Le Pigmalion de Rameau est en passe de devenir un must des salles de concert et des ensemble baroques. Après celui déjà donné en ces lieux fin 2024 avec Reinoud van Mechelen, celui que portait Cyril Auvity l’été dernier à Beaune, voici donc Mathias Vidal dans le rôle-titre et un programme que l’ensemble Il Caravaggio de Camille Delaforge avait proposé au Festival baroque de Pontoise avant de l’enregistrer ici-même, à Versailles en 2024.
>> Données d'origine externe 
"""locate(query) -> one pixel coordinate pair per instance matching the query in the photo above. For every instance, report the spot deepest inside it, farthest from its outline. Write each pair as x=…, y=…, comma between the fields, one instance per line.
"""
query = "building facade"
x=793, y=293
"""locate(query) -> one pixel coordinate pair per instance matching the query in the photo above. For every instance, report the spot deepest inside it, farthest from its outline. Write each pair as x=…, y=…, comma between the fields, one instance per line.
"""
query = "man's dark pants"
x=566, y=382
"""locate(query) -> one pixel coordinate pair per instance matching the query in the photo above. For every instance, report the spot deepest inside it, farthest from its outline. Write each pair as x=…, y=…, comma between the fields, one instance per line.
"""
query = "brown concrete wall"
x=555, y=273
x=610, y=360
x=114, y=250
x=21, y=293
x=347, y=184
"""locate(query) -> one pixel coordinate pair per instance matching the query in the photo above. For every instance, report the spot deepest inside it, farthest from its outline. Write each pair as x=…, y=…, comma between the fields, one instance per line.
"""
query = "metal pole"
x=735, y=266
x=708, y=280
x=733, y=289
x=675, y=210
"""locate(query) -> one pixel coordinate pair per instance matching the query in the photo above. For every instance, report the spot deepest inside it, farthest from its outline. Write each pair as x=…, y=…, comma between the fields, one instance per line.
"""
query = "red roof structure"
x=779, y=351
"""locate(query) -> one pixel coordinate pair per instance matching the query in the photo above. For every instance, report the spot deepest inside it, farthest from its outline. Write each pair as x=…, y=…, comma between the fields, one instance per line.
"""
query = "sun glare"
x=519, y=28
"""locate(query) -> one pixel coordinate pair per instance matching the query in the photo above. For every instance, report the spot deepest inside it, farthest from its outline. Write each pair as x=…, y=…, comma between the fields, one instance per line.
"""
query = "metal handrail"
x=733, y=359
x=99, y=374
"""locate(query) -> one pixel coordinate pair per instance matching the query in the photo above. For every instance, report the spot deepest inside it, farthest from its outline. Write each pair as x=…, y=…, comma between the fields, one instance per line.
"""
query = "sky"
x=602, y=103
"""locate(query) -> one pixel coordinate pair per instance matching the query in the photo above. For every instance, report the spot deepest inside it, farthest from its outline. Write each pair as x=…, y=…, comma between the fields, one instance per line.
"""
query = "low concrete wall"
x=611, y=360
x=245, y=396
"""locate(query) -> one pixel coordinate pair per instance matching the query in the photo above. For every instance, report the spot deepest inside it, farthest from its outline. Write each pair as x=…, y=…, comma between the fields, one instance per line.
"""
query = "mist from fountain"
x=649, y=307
« L’amour triomphe, annoncez sa victoire ! » lance in fine celui qui a donné vie à une statue qui ne le laisse pas de marbre. C’était bien le moins en ce jour de la Saint-Valentin, dans un programme où l’Amour intervient d’ailleurs en personne dans un air emblématique : « Du pouvoir de l’Amour ce prodige est l’effet ». Tant il est évident que c’est le souffle d’un Pigmalion exalté qui parvient à faire vivre cet objet inanimé qui a donc une âme (« Mon âme en est ravie » chante la statue) et s’en réjouit par la voix d’une nouvelle femme soumise : « Je suivrai toujours votre loi »… difficile de faire plus « macho ». Savoir que c’est une femme qui dirige cet acte de ballet, dont la morale n’est pas innocente, adoucirait-il le propos ?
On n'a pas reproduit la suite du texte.